Figure 1b shows how Tg depends primarily on the molar mass and secondarily on the O:C ratio of the organic molecules, as previously demonstrated by Koop et al.5 and further illustrated in Supplementary Fig. 1a. Based on the available measurement data, we developed a new parameterization of Tg as a function of molar mass and O:C ratio as detailed in the method section. Figure 1c shows that the Tg values predicted with the new parameterization agree well with the Tg values measured in experiments or estimated by the Boyer–Kauzmann rule (see Methods), with a correlation coefficient of 0.93. The Tg of individual compounds can be predicted within ±20 K, however, this uncertainty may be reduced to ±3 K for multicomponent SOA mixtures under ideal mixing conditions.
The parameterization scheme has been implemented into the global chemistry climate model EMAC19 that includes the organic aerosol module ORACLE, based on a computationally efficient description of primary and secondary organic aerosol sources, phase-partitioning and chemical evolution20. ORACLE uses the volatility basis set (VBS) framework21 for distributing SOA oxidation products into four logarithmically spaced volatility bins with effective saturation concentrations C* of 1, 10, 102 and 103 μg m−3, respectively20. In this work the values of molar mass and O:C ratio of oxidation products in different volatility bins were assigned based on molecular corridors17,18 and previous studies (Supplementary Table 1). Tg of dry SOA products in each volatility bin was calculated using the new parameterization. Tg of atmospheric SOA mixed with water due to hygroscopic growth was estimated using the Gordon–Taylor approach5 (see Methods).
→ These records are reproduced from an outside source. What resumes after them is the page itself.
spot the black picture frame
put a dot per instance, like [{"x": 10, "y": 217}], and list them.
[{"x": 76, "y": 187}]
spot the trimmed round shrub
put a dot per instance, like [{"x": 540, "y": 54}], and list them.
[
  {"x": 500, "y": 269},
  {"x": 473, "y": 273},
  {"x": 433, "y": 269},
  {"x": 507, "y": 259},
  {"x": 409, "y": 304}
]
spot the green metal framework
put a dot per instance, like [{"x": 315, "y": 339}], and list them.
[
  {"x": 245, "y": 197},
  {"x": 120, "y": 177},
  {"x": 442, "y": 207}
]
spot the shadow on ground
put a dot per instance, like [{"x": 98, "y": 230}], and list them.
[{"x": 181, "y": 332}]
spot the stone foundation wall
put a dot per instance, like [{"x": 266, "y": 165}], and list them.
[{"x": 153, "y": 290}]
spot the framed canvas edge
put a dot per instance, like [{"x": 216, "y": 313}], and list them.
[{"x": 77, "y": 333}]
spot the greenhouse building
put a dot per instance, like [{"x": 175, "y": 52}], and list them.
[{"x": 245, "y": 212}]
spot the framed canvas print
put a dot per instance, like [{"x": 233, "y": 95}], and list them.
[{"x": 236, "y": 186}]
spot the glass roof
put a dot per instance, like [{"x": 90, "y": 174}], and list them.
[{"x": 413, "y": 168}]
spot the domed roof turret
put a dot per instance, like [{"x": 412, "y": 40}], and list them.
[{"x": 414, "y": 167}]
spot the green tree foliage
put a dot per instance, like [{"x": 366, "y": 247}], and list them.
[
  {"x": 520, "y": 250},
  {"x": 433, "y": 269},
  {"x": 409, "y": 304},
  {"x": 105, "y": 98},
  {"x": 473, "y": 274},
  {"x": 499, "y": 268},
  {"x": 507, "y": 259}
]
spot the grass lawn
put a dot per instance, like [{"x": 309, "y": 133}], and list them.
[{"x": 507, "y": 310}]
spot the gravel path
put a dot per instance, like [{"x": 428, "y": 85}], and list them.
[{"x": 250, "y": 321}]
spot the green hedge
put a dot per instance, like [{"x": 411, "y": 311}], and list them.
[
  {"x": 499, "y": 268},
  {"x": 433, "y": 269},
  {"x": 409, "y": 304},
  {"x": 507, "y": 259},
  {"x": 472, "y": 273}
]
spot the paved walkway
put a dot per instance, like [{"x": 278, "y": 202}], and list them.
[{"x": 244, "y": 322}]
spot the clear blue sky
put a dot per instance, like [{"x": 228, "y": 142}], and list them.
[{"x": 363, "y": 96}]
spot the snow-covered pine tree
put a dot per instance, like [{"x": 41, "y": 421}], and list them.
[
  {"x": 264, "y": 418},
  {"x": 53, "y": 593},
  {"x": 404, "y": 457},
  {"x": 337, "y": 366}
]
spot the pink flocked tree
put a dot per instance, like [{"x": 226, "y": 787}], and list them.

Sensitivity simulations show that variations of the key parameters including molar mass, hygroscopicity and the Gordon–Taylor constant lead to changes of Tg within 15% (Supplementary Material).
The SOA phase state can be inferred using the inverse ambient temperature (1/T) scaled by the glass transition temperature of SOA, that is, Tg/T. When the ambient temperature is below Tg (that is, Tg/T≥1), an amorphous particle behaves as a solid and kinetic limitations occur; in contrast, when Tg/T<1, a particle exists in semi-solid or liquid states. The threshold between semi-solid and liquid states depends on the so-called fragility of the SOA compounds; in this study, we assume an average fragility value of various organic compounds22, resulting in the threshold of Tg/T≈0.8.
Figure 2 shows global simulations of the annual average of Tg/T at mean RH at the surface, 850 hPa (∼1.35 km) and 500 hPa (∼5.5 km), using simulated ambient RH and T data for the years 2005–2009. These global patterns of the SOA phase state are strongly influenced by RH, as an increase leads to a significant decrease of Tg due to hygroscopic growth of particles (Supplementary Figs 2,3,4). Near the Earth’s surface, SOA is mostly liquid in the tropics—including the Amazon rainforest—and in polar air with high RH. This result is consistent with recent particle bounce measurements reporting that SOA particles over the Amazon basin are liquid at RH higher than 80% during both the wet and dry seasons23.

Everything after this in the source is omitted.